Ask HN: New landing page of our product. Do you understand what we do? - maks_ohs

Hello HN,<p>Today we completely changed our landing page. Do you understand what we do? 
Here is the link: https:&#x2F;&#x2F;staply.co <p>Thanks!
======
captaincrowbar
My thoughts...

This seems to be basically just a chat server (with message attachments). The
notebook style UI is cute but doesn't seem to mean anything. Is there anything
here I couldn't do on Skype?

What platforms does this support? There's a picture of a laptop, a tablet, and
a phone. They all look vaguely like Apple products, so maybe this is Mac/iOS
only, or maybe that's just the icons you happened to have on hand. If it is
Apple only, that kind of platform limitation will be a big (almost certainly
fatal) handicap to collaboration software. If it isn't, you need to make that
clearer.

A hamburger menu (traditionally used to mean "everything else") on the left,
and an ellipsis menu (also traditionally used to mean "everything else") on
the right? Oh dear.

------
colept
I think calling it a "notebook" is a misnomer and takes away from the
collaborative and organizational aspects.
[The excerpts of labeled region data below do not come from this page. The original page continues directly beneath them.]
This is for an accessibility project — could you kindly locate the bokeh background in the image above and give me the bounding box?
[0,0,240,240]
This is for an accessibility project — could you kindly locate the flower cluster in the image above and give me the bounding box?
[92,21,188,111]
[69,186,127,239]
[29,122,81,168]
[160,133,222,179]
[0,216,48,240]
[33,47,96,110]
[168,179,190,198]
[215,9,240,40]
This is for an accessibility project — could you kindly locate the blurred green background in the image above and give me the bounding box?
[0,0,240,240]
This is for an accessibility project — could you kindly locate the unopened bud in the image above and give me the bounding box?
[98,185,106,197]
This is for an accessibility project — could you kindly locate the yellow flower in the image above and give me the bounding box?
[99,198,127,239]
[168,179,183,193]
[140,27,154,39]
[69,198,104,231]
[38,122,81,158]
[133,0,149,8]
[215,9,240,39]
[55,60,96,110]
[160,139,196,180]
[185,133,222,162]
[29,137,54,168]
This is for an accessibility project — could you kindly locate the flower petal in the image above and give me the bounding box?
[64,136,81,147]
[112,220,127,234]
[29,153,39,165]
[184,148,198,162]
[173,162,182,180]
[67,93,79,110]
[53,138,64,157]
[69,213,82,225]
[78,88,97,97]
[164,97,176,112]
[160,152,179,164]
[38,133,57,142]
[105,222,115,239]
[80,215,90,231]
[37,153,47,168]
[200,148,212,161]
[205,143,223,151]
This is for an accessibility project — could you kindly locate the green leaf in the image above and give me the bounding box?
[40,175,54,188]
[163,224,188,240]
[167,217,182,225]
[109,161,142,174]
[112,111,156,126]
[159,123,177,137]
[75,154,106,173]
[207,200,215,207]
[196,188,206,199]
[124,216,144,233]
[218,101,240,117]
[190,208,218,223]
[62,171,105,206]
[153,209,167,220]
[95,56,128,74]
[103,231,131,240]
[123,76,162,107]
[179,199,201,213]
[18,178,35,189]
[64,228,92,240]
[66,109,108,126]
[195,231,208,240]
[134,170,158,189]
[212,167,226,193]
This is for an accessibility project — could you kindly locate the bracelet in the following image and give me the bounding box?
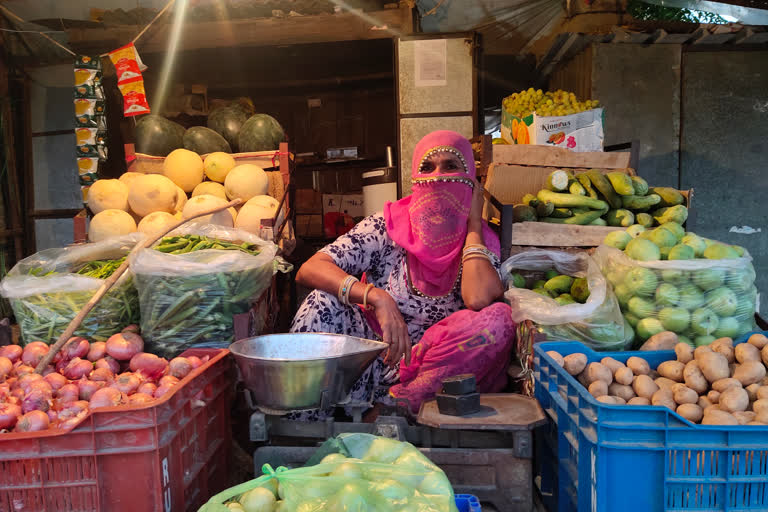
[363,283,373,311]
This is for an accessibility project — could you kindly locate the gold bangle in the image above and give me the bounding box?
[363,283,373,311]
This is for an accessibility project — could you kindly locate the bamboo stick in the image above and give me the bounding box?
[35,199,243,374]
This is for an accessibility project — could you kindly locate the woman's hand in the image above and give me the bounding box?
[467,183,485,231]
[368,288,411,366]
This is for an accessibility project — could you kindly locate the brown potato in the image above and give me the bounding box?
[683,361,709,395]
[547,350,565,366]
[701,409,739,425]
[696,352,731,382]
[587,380,608,398]
[712,377,742,393]
[747,333,768,350]
[600,357,625,373]
[675,343,693,364]
[627,356,651,375]
[733,343,760,364]
[656,361,685,382]
[608,382,636,401]
[613,366,635,386]
[696,396,714,409]
[709,338,734,364]
[744,383,762,402]
[587,363,613,386]
[677,404,704,423]
[718,388,749,412]
[653,377,677,389]
[563,354,587,375]
[733,362,765,386]
[651,389,677,411]
[632,375,659,399]
[731,411,757,425]
[672,384,699,405]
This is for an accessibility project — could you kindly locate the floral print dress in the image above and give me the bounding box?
[291,213,499,421]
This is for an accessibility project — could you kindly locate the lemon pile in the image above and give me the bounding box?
[501,87,600,118]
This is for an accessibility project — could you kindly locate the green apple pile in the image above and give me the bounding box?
[510,270,589,306]
[596,222,757,346]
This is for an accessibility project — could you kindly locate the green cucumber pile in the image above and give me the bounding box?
[513,169,688,228]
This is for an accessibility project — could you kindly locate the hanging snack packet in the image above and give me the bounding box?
[117,77,149,117]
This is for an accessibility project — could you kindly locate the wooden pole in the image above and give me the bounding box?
[35,199,243,374]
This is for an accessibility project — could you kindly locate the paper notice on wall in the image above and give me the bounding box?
[414,39,448,87]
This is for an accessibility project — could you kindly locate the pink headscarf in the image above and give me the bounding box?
[384,130,500,296]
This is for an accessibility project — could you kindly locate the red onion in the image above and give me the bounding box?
[21,389,51,414]
[136,382,157,396]
[107,332,144,361]
[88,368,115,384]
[90,388,124,409]
[56,382,80,402]
[0,345,24,363]
[53,336,91,361]
[93,356,120,373]
[0,356,13,380]
[87,341,107,363]
[154,384,176,398]
[187,356,203,370]
[112,373,141,395]
[0,403,21,429]
[120,324,141,334]
[128,393,155,405]
[61,357,93,380]
[45,373,68,391]
[16,411,51,432]
[168,357,192,379]
[131,352,168,380]
[157,375,179,386]
[77,377,107,400]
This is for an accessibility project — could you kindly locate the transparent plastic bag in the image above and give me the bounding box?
[0,233,143,343]
[198,434,458,512]
[594,246,757,346]
[501,249,632,350]
[131,224,290,357]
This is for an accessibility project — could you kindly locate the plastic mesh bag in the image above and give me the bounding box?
[0,233,143,343]
[199,434,458,512]
[594,245,757,346]
[501,250,632,350]
[131,224,288,357]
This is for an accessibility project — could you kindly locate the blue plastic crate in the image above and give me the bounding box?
[534,333,768,512]
[455,494,482,512]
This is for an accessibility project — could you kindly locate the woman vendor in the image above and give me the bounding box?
[291,131,513,420]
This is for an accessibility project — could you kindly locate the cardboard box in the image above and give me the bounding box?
[501,107,605,152]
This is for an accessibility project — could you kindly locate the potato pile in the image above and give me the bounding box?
[547,334,768,425]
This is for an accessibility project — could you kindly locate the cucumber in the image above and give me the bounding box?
[585,169,621,210]
[537,189,607,210]
[621,194,661,210]
[605,171,635,196]
[539,210,602,226]
[576,173,600,199]
[547,169,573,192]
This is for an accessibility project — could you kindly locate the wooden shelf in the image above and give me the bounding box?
[67,7,412,54]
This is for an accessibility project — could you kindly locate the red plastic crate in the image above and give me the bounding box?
[0,349,233,512]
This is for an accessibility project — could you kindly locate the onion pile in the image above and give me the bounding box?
[0,326,208,433]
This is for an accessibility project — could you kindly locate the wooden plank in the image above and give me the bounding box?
[492,144,631,169]
[67,9,410,54]
[512,222,625,247]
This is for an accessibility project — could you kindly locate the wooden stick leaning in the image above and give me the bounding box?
[35,199,243,374]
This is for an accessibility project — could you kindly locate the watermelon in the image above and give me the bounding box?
[184,126,232,155]
[237,114,285,153]
[208,105,248,153]
[135,114,185,156]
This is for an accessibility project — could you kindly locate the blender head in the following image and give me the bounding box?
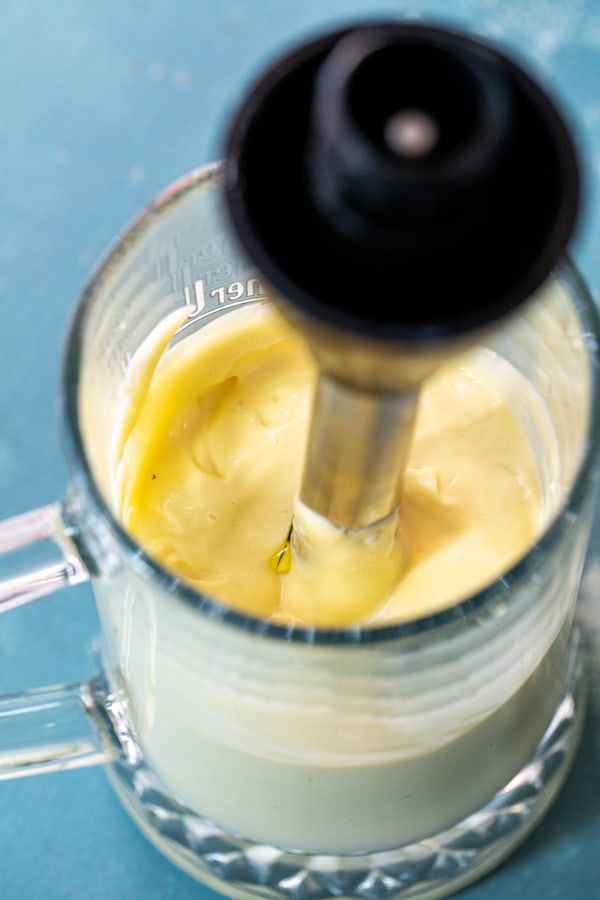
[223,22,580,529]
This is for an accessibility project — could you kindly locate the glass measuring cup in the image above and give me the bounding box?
[0,167,600,898]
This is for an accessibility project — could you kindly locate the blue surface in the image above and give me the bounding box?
[0,0,600,900]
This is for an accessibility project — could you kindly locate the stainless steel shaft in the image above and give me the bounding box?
[299,371,418,530]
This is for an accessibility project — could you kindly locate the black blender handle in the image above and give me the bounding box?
[223,21,581,346]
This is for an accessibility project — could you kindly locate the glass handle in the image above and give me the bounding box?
[0,503,89,612]
[0,676,130,780]
[0,503,130,780]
Notebooks are physical, personal,
and the word doesn't symbolize organization or value in my mind (as a once
student who has many notebooks scattered about that I never use.)

Something like "agendas" would be more enticing, but I personally would use
the headline as an informative statement to what your service does best like
"Collect our thoughts" or "Collect and Collaborate."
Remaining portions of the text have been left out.